"This Leah Sottile WaPo piece is excellent in many ways. Here are a few bits:
Bees are still dying at unacceptable rates…Ohio State University’s Honey Bee Update noted that losses among the state’s beekeepers over the past winter were as high as 80 percent.
…Researchers say innovative beekeepers will be critical to helping bees bounce back.Commercial beekeepers are leaving the sector and innovative bee hobbyists are taking on a much larger role:
“People ask me, ‘The bees are going to be extinct soon?’ ” said Ramesh Sagili, principal investigator at the Oregon State University Honey Bee Lab. “I’m not worried about bees being extinct here. I’m worried about beekeepers being extinct.”

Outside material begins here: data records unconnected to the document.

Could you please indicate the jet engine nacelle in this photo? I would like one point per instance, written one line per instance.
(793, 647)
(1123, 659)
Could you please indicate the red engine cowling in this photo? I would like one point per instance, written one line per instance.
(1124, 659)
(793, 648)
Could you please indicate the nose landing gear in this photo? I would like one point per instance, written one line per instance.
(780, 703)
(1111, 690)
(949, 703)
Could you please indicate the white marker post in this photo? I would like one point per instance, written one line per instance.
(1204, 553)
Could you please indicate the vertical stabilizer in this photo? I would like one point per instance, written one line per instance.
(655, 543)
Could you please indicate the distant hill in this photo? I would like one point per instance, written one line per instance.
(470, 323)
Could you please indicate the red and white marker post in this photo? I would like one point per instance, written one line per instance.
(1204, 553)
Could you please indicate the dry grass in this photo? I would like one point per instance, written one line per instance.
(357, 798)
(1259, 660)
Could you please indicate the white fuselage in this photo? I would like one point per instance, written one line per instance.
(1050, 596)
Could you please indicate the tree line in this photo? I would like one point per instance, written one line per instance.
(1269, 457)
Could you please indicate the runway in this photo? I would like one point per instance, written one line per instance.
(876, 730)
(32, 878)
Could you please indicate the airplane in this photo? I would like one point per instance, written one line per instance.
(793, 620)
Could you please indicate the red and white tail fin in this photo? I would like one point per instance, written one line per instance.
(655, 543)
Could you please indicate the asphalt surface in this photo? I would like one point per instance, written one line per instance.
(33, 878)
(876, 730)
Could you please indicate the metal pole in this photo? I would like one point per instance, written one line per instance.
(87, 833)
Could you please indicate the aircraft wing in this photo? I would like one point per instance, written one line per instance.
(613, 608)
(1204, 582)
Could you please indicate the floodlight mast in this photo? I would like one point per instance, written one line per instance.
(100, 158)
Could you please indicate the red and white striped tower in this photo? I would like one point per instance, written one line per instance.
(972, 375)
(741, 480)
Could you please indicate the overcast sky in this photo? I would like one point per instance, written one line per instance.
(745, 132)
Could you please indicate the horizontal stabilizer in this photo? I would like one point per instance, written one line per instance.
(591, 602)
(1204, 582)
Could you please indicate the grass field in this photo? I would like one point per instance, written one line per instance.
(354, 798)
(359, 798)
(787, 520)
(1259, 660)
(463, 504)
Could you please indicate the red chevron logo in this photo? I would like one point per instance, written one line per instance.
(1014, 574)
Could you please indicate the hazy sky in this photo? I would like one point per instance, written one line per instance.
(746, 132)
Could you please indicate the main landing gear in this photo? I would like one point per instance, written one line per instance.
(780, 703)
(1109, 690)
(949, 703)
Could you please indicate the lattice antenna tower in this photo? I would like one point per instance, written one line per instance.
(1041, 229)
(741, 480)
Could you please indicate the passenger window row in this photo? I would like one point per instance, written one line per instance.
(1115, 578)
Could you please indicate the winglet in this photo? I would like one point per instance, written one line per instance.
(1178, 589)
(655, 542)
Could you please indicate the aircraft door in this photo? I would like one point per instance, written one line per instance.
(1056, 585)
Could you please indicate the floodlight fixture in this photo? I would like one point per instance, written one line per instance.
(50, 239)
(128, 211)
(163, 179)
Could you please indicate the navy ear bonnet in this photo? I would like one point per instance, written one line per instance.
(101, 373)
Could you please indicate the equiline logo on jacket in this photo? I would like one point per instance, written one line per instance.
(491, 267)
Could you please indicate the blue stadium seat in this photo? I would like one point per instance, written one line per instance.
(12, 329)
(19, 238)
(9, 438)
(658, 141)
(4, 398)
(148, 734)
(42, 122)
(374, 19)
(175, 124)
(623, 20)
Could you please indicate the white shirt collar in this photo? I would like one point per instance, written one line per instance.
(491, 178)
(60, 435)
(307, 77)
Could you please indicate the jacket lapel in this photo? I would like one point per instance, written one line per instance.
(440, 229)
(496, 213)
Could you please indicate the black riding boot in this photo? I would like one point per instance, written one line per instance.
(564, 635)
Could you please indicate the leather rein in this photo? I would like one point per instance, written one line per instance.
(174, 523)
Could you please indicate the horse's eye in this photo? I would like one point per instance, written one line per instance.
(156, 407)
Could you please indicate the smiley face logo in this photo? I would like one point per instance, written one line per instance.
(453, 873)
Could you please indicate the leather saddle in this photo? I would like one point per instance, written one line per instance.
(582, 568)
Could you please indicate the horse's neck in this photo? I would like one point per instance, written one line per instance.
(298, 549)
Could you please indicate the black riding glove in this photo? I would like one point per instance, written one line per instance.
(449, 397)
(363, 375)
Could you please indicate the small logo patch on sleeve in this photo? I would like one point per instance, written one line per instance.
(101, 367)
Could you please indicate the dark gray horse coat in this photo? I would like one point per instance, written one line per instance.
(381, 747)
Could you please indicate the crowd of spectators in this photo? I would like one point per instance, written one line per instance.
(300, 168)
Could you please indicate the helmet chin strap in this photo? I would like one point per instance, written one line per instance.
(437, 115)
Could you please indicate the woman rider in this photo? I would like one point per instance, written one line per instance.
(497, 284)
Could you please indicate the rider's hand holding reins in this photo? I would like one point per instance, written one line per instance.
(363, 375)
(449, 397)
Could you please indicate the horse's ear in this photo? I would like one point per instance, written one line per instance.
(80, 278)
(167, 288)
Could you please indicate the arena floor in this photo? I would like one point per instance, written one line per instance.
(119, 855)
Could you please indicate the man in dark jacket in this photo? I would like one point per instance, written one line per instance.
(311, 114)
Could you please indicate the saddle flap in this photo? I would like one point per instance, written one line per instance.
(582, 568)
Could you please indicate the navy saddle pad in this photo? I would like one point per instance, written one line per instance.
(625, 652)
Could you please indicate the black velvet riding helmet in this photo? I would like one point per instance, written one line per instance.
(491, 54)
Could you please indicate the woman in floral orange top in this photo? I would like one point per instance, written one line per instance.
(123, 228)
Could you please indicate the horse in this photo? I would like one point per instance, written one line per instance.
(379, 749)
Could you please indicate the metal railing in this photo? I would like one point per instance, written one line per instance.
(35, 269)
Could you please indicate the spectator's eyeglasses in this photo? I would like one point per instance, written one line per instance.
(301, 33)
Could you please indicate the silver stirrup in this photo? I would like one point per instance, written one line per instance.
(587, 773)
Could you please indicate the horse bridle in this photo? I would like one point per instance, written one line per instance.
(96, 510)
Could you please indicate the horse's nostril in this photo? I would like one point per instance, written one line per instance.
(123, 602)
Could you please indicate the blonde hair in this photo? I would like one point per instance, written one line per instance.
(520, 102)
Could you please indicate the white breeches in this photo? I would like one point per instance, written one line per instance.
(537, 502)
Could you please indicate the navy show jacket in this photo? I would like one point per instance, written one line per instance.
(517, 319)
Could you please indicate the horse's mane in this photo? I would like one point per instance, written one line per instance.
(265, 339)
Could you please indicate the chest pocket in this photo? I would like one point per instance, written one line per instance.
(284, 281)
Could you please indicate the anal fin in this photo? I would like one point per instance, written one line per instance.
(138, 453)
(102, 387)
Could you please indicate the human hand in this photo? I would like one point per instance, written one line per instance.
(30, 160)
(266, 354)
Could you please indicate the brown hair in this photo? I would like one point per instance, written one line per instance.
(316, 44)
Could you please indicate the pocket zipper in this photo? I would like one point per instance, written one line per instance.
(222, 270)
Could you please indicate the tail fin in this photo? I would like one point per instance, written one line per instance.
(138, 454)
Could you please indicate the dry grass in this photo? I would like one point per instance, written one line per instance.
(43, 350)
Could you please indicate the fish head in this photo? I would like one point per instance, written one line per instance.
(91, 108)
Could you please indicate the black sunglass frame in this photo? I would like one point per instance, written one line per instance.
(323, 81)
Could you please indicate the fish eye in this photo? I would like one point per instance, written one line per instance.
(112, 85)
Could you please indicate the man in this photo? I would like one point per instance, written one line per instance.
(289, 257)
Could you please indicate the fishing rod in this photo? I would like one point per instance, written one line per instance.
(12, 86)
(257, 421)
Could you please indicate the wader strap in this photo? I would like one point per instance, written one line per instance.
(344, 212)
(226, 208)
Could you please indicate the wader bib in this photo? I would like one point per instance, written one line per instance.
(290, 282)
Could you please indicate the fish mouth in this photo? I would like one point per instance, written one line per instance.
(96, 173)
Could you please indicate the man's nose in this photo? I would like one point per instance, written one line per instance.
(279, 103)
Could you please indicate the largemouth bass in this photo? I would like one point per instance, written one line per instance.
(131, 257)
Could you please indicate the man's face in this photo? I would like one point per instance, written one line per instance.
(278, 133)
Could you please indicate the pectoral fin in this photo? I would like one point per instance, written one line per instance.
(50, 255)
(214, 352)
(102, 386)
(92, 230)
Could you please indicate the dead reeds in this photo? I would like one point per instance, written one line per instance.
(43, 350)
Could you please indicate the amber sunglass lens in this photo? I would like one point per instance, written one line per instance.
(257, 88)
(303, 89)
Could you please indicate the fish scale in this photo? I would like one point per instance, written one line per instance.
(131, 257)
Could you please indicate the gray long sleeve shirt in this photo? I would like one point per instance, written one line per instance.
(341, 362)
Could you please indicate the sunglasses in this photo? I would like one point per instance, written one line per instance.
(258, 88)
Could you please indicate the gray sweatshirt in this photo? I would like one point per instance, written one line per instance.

“I feel a social responsibility to provide good bees,” Prescott said. “It makes me happy to look at the part that I’m playing.”
…Obsessing over bee health was unheard of 50 years ago, said Marla Spivak, a University of Minnesota professor of entomology. “In the past, it was very easy to keep bees. Throw them in a box, and they make honey and survive. Now, it takes lots of management.”The story has some excellent examples:
Henry Storch, 32, does it because he felt a calling to beekeeping. A farrier by trade, Storch said he could make more money shoeing horses. But five years ago, he became obsessed with the notion that he could build a better bee…He barely flinched as a bee stung him on the upper lip.
…Storch’s mountain-bred “survivor” bees are like open-range cows: tough, hardened and less in need of close management than the bees he trucks to the California almond fields. Storch compares the effort to growing organic, non-GMO food.The good news is this:
Amid the die-off, beekeepers have been going to extraordinary lengths to save both their bees and their livelihoods.
That effort may finally be paying off. New data from the Agriculture Department show the number of managed honeybee colonies is on the rise, climbing to 2.7 million nationally in 2014, the highest in 20 years."